Dinosaur cranes and women in boots. The Port of Immingham: A child’s eye-view
May 11, 2016
Staff at Associated British Ports’ (ABP) Humber International Terminal (HIT) who have been volunteering at Immingham’s Coomb Briggs Primary School as part of the Beanstalk reading mentoring programme, turned the tables on their young charges and invited pupils to visit the terminal to find out more about the Port of Immingham.
Beanstalk volunteers and ABP employees Nicola Bell, Helen Marshall and Paul Smith decided to give a lucky group of children their very own private tour of the port.
Helen Marshall, Operations Planner at HIT said: “I’ve visited children at the school almost every week for the past three years to help them with their reading and all of them have asked me about my job, so I thought it would be a nice idea to show them around.”

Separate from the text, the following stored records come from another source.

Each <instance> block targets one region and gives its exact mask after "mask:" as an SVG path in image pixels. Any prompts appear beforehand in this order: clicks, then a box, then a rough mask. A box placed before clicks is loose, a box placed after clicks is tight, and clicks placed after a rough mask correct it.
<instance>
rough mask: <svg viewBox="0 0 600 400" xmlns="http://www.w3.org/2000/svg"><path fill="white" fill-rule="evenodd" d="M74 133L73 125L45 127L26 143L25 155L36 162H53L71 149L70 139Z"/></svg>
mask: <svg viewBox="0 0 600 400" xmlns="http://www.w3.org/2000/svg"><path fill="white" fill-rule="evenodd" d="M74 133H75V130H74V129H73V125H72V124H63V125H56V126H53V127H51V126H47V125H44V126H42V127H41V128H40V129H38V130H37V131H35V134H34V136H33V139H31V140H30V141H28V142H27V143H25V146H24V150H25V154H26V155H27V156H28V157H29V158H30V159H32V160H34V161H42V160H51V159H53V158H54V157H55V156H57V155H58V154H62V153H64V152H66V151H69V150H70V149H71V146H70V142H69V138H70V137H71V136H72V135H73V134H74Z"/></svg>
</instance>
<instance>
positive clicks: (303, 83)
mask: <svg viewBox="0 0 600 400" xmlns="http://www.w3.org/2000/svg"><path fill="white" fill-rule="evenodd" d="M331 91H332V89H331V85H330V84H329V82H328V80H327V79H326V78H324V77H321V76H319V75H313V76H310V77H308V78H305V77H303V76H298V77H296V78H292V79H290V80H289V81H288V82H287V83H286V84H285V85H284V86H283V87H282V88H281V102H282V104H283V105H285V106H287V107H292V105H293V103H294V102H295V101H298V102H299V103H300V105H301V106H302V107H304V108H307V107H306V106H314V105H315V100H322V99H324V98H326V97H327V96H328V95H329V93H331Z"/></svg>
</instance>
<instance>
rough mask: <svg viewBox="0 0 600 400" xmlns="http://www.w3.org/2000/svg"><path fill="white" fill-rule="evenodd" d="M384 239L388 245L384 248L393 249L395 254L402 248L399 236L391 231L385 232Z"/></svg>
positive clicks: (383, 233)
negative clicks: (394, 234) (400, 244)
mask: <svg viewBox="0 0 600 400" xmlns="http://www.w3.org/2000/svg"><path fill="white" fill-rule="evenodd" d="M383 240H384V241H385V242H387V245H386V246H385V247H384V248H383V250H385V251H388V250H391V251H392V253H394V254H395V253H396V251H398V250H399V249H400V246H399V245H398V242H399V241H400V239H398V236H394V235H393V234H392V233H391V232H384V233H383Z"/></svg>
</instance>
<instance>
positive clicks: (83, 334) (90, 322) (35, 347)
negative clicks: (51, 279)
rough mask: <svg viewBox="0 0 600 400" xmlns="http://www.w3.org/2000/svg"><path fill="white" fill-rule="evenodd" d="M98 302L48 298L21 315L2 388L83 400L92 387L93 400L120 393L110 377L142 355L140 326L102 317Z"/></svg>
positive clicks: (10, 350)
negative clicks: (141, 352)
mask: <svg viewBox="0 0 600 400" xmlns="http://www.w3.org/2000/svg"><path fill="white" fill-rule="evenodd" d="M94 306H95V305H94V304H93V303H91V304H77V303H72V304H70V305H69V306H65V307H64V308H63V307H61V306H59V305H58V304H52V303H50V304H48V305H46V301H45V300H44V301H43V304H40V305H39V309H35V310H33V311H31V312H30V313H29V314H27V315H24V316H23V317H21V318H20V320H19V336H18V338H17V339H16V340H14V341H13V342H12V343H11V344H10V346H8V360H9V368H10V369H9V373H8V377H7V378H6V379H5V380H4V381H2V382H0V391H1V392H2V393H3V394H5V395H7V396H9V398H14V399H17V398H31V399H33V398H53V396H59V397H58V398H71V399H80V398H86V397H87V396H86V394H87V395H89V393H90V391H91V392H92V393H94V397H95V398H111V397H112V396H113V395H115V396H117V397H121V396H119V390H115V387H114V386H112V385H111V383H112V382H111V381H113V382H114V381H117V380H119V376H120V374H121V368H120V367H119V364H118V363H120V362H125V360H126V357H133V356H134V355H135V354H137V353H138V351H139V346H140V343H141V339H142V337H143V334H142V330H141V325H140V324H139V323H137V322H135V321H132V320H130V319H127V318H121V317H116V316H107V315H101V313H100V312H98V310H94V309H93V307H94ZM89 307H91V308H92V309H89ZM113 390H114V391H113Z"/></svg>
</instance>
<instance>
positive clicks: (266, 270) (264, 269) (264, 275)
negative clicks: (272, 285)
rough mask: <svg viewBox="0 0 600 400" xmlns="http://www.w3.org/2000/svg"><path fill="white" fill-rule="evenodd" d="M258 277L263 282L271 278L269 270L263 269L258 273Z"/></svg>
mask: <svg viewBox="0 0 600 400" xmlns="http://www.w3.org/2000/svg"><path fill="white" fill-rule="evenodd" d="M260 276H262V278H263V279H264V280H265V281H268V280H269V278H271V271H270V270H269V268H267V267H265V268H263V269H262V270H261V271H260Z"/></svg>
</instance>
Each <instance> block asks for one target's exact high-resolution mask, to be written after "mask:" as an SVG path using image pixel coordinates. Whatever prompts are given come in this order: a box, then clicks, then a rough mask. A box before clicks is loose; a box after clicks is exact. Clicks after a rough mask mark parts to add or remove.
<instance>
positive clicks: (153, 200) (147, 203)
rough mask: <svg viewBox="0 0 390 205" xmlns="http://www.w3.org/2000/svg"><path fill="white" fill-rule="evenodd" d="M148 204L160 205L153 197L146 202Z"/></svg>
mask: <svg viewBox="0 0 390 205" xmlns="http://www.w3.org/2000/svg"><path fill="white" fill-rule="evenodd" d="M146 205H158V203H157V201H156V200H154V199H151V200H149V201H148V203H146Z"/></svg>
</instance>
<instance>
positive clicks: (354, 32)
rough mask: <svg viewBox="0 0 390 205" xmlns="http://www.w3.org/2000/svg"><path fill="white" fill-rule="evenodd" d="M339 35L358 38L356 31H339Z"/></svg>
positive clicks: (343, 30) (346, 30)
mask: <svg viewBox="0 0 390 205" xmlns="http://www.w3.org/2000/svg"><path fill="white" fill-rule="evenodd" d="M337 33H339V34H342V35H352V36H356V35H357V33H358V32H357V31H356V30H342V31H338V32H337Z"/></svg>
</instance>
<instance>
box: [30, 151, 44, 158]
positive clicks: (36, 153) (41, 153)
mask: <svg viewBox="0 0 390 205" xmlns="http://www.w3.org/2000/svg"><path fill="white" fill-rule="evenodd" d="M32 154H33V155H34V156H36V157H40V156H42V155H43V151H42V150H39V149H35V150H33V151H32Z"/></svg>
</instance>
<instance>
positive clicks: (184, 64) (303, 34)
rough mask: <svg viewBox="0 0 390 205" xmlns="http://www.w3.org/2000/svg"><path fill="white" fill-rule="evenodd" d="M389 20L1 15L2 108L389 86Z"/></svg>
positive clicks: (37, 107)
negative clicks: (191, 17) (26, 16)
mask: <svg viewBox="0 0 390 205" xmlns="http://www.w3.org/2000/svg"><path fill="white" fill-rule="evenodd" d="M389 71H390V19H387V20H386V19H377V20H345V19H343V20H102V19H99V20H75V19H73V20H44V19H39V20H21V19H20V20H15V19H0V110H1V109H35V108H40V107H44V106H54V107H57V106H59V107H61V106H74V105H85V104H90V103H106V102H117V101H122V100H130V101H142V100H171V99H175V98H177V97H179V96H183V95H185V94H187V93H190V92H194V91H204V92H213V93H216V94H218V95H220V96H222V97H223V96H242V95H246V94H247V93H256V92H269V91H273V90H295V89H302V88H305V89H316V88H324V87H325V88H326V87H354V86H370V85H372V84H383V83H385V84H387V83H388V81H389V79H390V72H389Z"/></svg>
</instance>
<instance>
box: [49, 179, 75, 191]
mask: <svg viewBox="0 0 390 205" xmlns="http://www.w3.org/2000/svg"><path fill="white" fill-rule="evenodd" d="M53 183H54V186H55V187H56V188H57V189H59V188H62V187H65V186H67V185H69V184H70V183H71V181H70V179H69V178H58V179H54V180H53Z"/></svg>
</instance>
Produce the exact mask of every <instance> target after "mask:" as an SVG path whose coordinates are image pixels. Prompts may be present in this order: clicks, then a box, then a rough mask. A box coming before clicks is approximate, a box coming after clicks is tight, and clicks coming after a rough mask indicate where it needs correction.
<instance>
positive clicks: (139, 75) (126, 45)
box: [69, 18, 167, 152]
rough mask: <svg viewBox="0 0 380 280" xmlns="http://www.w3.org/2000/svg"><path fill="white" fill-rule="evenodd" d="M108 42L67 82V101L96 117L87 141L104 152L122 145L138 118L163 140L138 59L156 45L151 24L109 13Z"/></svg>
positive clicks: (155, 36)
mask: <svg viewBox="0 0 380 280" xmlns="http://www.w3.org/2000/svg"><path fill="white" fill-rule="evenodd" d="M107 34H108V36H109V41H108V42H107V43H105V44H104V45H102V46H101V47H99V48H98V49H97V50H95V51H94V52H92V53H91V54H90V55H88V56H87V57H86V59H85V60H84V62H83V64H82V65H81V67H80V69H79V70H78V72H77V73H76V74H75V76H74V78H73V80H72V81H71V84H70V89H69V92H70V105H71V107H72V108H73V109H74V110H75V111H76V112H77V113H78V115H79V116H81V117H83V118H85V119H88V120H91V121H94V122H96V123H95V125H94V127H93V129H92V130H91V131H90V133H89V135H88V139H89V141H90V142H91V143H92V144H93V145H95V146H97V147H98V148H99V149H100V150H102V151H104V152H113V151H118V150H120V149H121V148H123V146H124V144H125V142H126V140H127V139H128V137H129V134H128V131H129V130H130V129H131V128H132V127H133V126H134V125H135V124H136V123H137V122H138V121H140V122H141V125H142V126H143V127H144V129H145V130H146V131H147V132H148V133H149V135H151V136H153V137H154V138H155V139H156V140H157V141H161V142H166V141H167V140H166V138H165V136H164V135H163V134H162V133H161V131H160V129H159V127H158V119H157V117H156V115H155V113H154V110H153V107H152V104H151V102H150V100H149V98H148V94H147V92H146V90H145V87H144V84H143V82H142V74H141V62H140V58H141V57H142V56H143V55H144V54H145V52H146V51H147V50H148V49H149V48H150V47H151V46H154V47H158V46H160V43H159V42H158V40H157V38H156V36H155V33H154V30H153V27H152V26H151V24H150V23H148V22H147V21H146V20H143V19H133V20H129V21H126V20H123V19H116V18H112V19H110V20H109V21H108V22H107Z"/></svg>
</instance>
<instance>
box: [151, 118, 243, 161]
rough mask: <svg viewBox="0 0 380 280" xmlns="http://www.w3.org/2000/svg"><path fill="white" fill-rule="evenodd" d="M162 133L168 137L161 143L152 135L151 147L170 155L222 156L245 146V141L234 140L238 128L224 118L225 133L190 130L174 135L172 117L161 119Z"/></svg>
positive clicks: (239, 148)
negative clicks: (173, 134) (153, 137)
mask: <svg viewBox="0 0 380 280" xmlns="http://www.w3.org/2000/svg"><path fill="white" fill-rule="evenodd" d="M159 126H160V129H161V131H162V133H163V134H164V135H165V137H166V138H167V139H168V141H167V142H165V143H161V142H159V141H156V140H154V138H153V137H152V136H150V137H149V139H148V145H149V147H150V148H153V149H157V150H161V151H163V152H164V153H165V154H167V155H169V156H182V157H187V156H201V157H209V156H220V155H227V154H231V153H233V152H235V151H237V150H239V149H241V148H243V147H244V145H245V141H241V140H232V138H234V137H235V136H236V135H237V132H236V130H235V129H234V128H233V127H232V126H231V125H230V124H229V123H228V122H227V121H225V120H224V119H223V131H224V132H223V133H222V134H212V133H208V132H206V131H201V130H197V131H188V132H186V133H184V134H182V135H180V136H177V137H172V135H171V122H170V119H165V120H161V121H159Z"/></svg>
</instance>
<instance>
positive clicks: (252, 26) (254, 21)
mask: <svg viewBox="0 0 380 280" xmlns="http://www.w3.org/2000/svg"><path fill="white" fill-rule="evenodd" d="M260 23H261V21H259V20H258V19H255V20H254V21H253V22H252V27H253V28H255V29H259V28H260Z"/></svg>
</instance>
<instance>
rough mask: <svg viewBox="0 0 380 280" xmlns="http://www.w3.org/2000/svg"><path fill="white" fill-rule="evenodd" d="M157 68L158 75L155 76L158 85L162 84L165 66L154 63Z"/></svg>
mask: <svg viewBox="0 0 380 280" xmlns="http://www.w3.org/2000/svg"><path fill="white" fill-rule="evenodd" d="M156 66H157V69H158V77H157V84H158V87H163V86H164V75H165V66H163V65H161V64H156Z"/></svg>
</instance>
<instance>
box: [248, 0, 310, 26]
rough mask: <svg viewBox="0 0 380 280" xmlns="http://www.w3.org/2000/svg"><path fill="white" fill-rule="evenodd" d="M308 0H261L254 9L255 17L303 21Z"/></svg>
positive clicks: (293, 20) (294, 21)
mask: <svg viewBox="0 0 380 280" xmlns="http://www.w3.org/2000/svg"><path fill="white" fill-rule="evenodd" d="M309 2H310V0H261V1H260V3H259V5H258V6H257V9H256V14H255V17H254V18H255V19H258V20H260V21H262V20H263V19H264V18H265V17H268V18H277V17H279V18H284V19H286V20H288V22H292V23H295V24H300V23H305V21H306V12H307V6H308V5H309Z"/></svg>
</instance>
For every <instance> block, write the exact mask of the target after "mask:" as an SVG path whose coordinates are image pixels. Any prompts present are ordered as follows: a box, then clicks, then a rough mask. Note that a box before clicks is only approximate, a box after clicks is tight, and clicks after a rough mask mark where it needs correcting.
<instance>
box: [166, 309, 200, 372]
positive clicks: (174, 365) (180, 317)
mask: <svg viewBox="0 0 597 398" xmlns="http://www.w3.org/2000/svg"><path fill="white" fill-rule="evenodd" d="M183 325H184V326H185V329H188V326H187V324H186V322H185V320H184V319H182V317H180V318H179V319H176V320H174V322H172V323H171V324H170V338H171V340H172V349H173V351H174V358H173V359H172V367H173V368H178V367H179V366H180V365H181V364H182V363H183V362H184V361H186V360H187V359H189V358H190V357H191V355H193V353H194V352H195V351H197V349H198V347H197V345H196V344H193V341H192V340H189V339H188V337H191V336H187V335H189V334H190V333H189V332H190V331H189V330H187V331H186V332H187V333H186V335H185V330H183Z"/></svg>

She continued: “One of the girls was astounded to learn that I worked in a job where there were so many male employees, she had thought that women worked with women and vice versa so it was great to open her eyes to all of these new possibilities.”
A coach collected the children from the school and each pupil was given a miniature hard hat and hi-vis vest to wear and keep as a souvenir of their day on the port estate.
As well as being given the opportunity to try their hand at being an employee for the day while visiting the Marine Control Centre, where they were encouraged to test the CCTV and lock gates, the children were also able to get up close to huge cranes at HIT which they thought resembled dinosaurs.
Jayne Day, Head teacher for Coomb Briggs Primary School joined the tour: “We have a responsibility to raise the aspirations of our pupils, and at the end of the morning they were already talking about what job they would like to do there when they are older.”
When asked if the children would be interested in working on the port when they’re older, each one extended their arm to the sky joined with enthused nods and grins.
Mrs Day continued: “We are so appreciative of the organisation of the trip, the time dedicated to us and the experiences that have impacted on learning and thinking. The Port of Immingham is part of our heritage and from a personal perspective as an education manager, to have insight into the responsibilities of port management was fascinating.”